Les modalités d'imposition des plus ou moins-values professionnelles varient suivant qu'elles sont à court ou à long terme. La distinction entre le court et le long terme est fondée sur deux critères :
- la durée de détention de l'actif cédé (plus ou moins deux ans) ;
- et le caractère amortissable ou non du bien.

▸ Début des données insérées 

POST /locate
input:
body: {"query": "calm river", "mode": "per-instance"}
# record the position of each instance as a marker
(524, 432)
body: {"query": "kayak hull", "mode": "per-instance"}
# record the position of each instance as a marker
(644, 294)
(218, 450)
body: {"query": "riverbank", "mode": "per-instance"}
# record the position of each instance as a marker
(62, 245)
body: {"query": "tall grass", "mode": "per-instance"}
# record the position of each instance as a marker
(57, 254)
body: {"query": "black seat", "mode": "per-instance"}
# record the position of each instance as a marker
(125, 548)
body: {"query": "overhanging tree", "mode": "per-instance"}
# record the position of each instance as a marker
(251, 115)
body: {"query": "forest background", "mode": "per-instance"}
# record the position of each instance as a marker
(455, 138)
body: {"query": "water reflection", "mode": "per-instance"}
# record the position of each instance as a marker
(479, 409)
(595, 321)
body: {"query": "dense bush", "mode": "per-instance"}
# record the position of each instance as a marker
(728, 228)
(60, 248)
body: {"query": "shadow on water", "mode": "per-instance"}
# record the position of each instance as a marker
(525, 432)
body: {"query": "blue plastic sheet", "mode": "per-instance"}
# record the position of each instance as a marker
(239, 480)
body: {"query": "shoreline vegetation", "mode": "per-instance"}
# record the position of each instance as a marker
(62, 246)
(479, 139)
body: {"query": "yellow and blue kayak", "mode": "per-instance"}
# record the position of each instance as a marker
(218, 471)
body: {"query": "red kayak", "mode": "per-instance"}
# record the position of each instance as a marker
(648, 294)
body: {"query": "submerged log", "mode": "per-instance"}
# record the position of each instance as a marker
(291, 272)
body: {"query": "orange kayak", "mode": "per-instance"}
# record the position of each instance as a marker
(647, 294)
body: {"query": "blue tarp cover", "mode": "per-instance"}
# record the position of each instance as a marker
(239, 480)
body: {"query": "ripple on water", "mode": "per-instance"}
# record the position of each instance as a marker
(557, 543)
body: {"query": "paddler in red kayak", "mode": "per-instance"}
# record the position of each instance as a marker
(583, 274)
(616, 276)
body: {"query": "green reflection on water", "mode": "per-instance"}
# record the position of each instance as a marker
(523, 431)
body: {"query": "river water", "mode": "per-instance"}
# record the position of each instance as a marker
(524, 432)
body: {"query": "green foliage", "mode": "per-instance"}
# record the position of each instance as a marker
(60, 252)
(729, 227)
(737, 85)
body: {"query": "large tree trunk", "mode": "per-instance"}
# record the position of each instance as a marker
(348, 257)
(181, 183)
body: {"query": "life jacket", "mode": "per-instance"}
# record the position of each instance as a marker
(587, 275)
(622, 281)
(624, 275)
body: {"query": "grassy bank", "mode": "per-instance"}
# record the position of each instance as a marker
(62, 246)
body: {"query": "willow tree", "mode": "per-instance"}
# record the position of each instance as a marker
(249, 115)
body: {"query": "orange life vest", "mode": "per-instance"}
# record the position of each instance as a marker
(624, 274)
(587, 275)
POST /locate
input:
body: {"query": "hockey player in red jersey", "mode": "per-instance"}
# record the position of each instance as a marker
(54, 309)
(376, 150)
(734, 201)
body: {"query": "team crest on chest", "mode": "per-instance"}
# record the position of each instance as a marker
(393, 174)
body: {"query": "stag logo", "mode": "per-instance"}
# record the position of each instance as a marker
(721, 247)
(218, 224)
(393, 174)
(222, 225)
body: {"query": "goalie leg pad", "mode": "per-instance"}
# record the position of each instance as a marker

Le tableau ci-dessous résume la notion de plus-value court terme et long terme1634 :
| Durée de détention des éléments cédés | Plus-values | Moins-values | ||
|---|---|---|---|---|
| Nature des éléments | Moins de 2 ans | 2 ans et plus | Moins de 2 ans | 2 ans et plus |
| Éléments amortissables | CT | CT dans la limite de l'amortissement déduit, LT au-delà | CT | CT |
| Éléments non amortissables | CT | LT | CT | LT |
Si, après compensation des plus-values et moins-values court terme, le solde est positif, il est imposable au taux normal comme le résultat d'exploitation avec un étalement possible, par parts égales sur l'année en cours et les deux années suivantes1635. Cela entraîne une discordance entre le résultat comptable et le résultat fiscal. Cet étalement, qui évite la progressivité de l'impôt sur le revenu, est consenti à titre gratuit par le Trésor public. Après compensation1636 avec les moins-values long terme et le résultat déficitaire de l'exercice1637, la plus-value long terme subsistante est imposée au taux de 30 %1638. En cas de cession partielle de titres soumis au régime des plus-values professionnelles, sera appliquée la méthode du « premier entré, premier sorti » (ou First In / First
Out). La numérotation des titres permettant de déterminer leurs date et prix d'acquisition est sans incidence1639. En cas de cession de l'ensemble des éléments de l'actif immobilisé affectés à l'exercice de l'activité professionnelle ou d'une branche complète d'activité ou d'un fonds (de commerce, artisanal ou de clientèle), le vendeur acceptant un paiement différé ou échelonné du prix (crédit-vendeur) peut demander un étalement, sur cinq ans, de l'impôt et des prélèvements sociaux sur la plus-value à long terme1640. L'étalement, dont l'acceptation est notamment conditionnée par la constitution de garanties propres à assurer le recouvrement de l'impôt, est appliqué sur demande formulée au plus tard à la date limite figurant sur l'avis d'imposition. Sous réserve des dispositions de l'article 41 du CGI1641, les plus-values et moins-values nettes constatées à la suite du décès de l'exploitant imposé d'après un régime de bénéfice réel, doivent, en principe, faire l'objet d'une compensation générale, sans qu'il y ait lieu de distinguer selon qu'elles sont à court terme ou à long terme. La plus-value nette ou la moins-value nette d'ensemble est soumise au régime des plus-values ou moins-values nettes à long terme1642. Mais les ayants droit du défunt sont admis à demander l'application du régime général des plus-values ou moins-values s'il leur est plus favorable1643.